Сейчас Уэйд восседал за своим бескрайним письменным столом из красного дерева в просторном кабинете, окна которого выходили сразу на две улицы. Стол этот был ему, в сущности, совершенно ни к чему. Да и кабинет тоже. В кулуарах на студии шутили, что кабинет нужен Уэйду, только чтобы удовлетворять жаждущих его внимания практиканток. Ха-ха.
Изображая задумчивость, он растянул губы вширь, обнажив два ряда ровнейших, белоснежнейших, довольно крупных зубов. Если делать шарж на Уэйда, строить его надо на очевидном триединстве: противоестественно идеальные зубы, до нелепости широкие плечи и, разумеется, не ведающий срама ненасытный член.
— Я понимаю, ситуация сложная. Ты меня теперь ненавидишь. Естественно, ненавидишь. И хочешь дать мне по башке дубиной. То, что я сделал, простить трудно, и мне сейчас очень неловко и тяжело. Ты вряд ли поверишь, но я правда сожалею.
Он смущенно улыбнулся, словно признался в какой-то мелкой, слегка постыдной слабости, вроде регулярных запоров или визитов к педикюрше. Потом пожал плечами — этими широченными, сферическими плечищами, которые всегда зазывно поигрывают под любым из его дорогих костюмов. Наверно, я всегда завидовал этим плечам, поскольку мои собственные обыкновенны и унылы до безобразия, а его — точно у стриптизера: надуты и внушительны, что под одеждой, что без одежды. Добро бы он был волосат, как горилла, — попадаются ведь и такие мужики, — но нет, на это надеяться нечего, поскольку Уэйд из тех, кто непременно изничтожает любые признаки растительности на своих замечательных плечах. Он их лазером выводит. Метод не самый надежный, у многих возникают побочные эффекты, но только не у Уэйда. У него все всегда получается. Это у меня наверняка бы возник ожог или полное обесцвечивание кожи. Кому что на роду написано.
Подобно любому другому мужику, наделенному от природы таким торсом, Уэйд метит территорию по-самцовому, физически утверждая свое присутствие: стальными рукопожатиями, мощными хлопками по плечу. Он всегда — победитель. Теперь-то он говорил смущенно, вроде как вину признавал, но это напускное.

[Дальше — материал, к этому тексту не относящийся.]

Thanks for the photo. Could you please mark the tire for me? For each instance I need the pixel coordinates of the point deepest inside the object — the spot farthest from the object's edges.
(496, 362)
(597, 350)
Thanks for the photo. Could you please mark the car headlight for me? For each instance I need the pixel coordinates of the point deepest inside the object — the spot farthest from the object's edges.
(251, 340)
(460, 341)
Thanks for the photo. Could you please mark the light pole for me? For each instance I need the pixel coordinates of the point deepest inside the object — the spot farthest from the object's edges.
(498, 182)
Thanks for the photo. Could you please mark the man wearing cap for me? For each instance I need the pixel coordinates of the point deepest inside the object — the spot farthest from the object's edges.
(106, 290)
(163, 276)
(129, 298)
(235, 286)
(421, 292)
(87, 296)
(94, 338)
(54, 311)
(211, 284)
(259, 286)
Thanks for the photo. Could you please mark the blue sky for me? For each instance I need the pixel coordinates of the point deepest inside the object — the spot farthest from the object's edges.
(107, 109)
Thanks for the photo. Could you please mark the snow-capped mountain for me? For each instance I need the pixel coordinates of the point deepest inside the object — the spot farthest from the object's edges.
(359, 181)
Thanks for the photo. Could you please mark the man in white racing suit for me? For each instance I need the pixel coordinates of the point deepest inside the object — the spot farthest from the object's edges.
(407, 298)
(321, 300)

Все равно из глаз, из ушей, из всех пор так и лезло горделивое самодовольство самца: я доказал свое сексуальное превосходство, я трахнул твою женщину, да так классно трахнул — тебе и не снилось!
— Ты и дальше намерен с ней спать? — спросил я.
— Что?
— Ты и дальше намерен спать с моей женой?
Уэйд метнул взгляд на Стюарта Каплана, молча сидевшего на диване в углу. Стюарт у нас отвечает за все, в частности за работу с кадрами. В последние годы на радиостанции кадровым отделом заведовала целая череда случайных, бездарных людей, и кончилось тем, что после ухода последней дамы Стюарт занялся этим сам. Уэйд все время подшучивает над ним в эфире, обзывает то Стюартом-беззаконником, то Стюартом-в-сюртуке. Они явно встречались в преддверии нашего разговора — обсуждали потенциальные правовые издержки этой скользкой ситуации. У нас, конечно, развлекательный канал, но когда знаменитый ведущий спит с женой своего подчиненного, смешного тут мало. Поэтому Стюарт и присутствует при нашем разговоре: чтобы засвидетельствовать, что меня не уволили или каким-то образом не вынудили подать заявление об уходе.
— Эй, послушайте, — вмешался Стюарт. — Вернитесь в более конструктивное русло…
— Ты сам сказал, что тебе неловко и тяжело. Вот я и спрашиваю: раз тебе так неловко и так тяжело, ты намерен прекратить? Или продолжишь в том же духе? — Я говорил все это, глядя на щетинку над переносицей Уэйда. Это место он всегда выбривает, чтобы получить две брови из своей сросшейся мохнатой бровищи. — Думаю, вопрос не праздный. И он имеет прямое отношение к нашей беседе.